So with these few thoughts on the value that I find in this season, some will disagree with me and that is their privilege, but I have been blessed greatly in the past and I anticipate the same seasons of refreshment from the Presence of the Lord as I seek to let his Time overlap with my time.


8 Responses to “Lent: Theology for Ash Wednesday & Bobby V”

  1. Dwight Says:

    I assume “lent” is part of the word “relent”.
    As I look at Jesus in the wilderness and the fasting and praying that was done, I don’t see it as a religious event, but his personal religious event. There was no law that argued for fasting or for a time to fast or for a duration to fast. Jesus took this upon himself to do. He gave up food, which was not sinful (food that is) and dedicated himself to prayer which was Godly. But what is impressive is the commitment he made. It would have been a sin to break the commitment. The question then comes can we show a commitment and dedication to God or anything. Can we be resolute and not give way to things that fill our life with pleasure (food, etc.) Lent might be a good thing for us all to do, personally.
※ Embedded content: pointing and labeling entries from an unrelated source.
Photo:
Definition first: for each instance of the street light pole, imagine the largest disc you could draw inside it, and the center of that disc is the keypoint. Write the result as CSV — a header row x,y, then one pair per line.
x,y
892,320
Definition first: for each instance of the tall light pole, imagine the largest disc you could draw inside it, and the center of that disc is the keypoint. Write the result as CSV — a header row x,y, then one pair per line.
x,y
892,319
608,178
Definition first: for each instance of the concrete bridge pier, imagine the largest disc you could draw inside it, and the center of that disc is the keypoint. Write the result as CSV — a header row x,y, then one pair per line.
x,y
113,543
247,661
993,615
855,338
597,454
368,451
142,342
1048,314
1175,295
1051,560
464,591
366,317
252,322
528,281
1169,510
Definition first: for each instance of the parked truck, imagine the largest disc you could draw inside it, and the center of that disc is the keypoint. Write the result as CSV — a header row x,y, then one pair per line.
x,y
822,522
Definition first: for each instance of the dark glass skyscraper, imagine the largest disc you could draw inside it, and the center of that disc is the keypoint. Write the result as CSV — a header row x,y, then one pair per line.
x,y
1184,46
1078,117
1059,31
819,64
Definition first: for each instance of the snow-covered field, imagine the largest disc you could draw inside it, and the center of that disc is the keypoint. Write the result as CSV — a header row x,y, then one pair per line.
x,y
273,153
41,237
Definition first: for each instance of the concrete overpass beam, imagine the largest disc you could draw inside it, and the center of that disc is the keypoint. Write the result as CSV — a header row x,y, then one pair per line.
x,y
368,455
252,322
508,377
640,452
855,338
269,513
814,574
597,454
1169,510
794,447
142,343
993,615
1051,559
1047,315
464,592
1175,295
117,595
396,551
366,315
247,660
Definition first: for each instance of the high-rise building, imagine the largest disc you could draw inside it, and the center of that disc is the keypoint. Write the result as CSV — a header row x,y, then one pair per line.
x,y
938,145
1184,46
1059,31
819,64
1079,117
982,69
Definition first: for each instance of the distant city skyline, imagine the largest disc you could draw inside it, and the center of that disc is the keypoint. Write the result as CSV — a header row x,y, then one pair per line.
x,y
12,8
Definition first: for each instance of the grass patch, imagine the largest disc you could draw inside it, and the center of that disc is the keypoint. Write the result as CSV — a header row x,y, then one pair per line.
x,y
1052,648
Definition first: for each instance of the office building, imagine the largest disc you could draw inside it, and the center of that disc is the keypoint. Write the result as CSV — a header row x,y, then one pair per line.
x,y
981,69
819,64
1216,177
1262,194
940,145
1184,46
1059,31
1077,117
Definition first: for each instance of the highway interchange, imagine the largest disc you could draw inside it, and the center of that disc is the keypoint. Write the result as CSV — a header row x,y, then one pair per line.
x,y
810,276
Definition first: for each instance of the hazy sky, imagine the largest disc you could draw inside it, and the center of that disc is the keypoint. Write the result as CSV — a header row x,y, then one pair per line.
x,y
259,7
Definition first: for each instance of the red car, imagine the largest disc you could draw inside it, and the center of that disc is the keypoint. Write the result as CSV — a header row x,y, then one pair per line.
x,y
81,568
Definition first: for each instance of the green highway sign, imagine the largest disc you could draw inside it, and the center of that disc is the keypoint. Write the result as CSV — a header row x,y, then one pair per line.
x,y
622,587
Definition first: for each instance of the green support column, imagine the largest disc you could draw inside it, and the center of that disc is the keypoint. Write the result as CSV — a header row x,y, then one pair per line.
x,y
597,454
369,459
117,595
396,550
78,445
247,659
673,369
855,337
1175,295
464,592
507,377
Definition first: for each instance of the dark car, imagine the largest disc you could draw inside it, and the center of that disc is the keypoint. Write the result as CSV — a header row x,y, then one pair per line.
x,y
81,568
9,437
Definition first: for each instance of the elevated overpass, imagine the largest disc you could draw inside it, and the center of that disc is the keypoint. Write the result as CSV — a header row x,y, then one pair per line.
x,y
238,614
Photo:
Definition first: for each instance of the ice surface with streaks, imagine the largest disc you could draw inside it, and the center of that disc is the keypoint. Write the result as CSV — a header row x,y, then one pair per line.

    • Bobby Valentine Says:

      You are going in the right direction Dwight. On the meaning of the word “lent” it actually comes to us from a Germanic word meaning spring. It points to the “time” of celebration. Be blessed

  2. Bubba Colquett Says:

    Good article. As a long time member of the churches of Christ, I too appreciate the personal time of Lenten practices. Actually, our elders have blessed me with a small group to observe Lauds and Vespers each week (based loosely on a Benedictine approach to listen to the Word quietly). I appreciate others as they seek deeper growth and commitment to the Lord in our Restoration tradition.

  3. Joseph Wheatley Says:

    When I started reading I thought “What sort of apostasy is this, the CoC doesn’t observe Lent?” but as I read on I realized that we are allowed to observe Lent and might benefit from it, we just aren’t required to observe it. One of my elders recently referred to the “foolishness” of Lent so I can’t let it be known that I think Lent is more than a Roman Catholic invention like Easter and Christmas and an affront to God.

    • Bobby Valentine Says:

      You can always quietly pass on a link to this blog to him Joseph 🙂 just call it “food for thought.” I do lots of things that are not “required” of me. What a poor relationship with anyone: wife, husband, son, daughter if we did ONLY what was required of us.

      “I told you i loved you when I married you and if I change my mind I will let you know” … that is the attitude of the those who do ONLY what is required of them. 🙂

  4. Dwight Says:

    Yes this was the point or antithesis of the point of Matt.5:38-42 in that if someone wants us to do something we do it (as long as it not sinful of course) and then we do more. The interesting thing is that we are not asked to do more, but we are willing to do more, to go the extra mile. This shows true love. Doing just enough isn’t love, doing more is. Lent or fasting, as Jesus did, even though not commanded would be a good example of this.

  5. Thomas Dohling Says:

    Food for thought indeed. We could exercise it any time without limiting ourselves to the world’s calendar of doing it in spring. The key is consciously shifting our focus from ourselves on to God and concentrate on the enormity of His Being from Whom we are. It is like looking at the Fountain of our being. Praise God from Whom all blessings flow…

  6. Michael Arena Says:

    What we often fail to understand in our church is that Christians didn’t have a bible to consult freely until at least the 17th century. The church depended on the “clergy” for their understanding of the Scriptures; and that the church calendar was a necessary aid.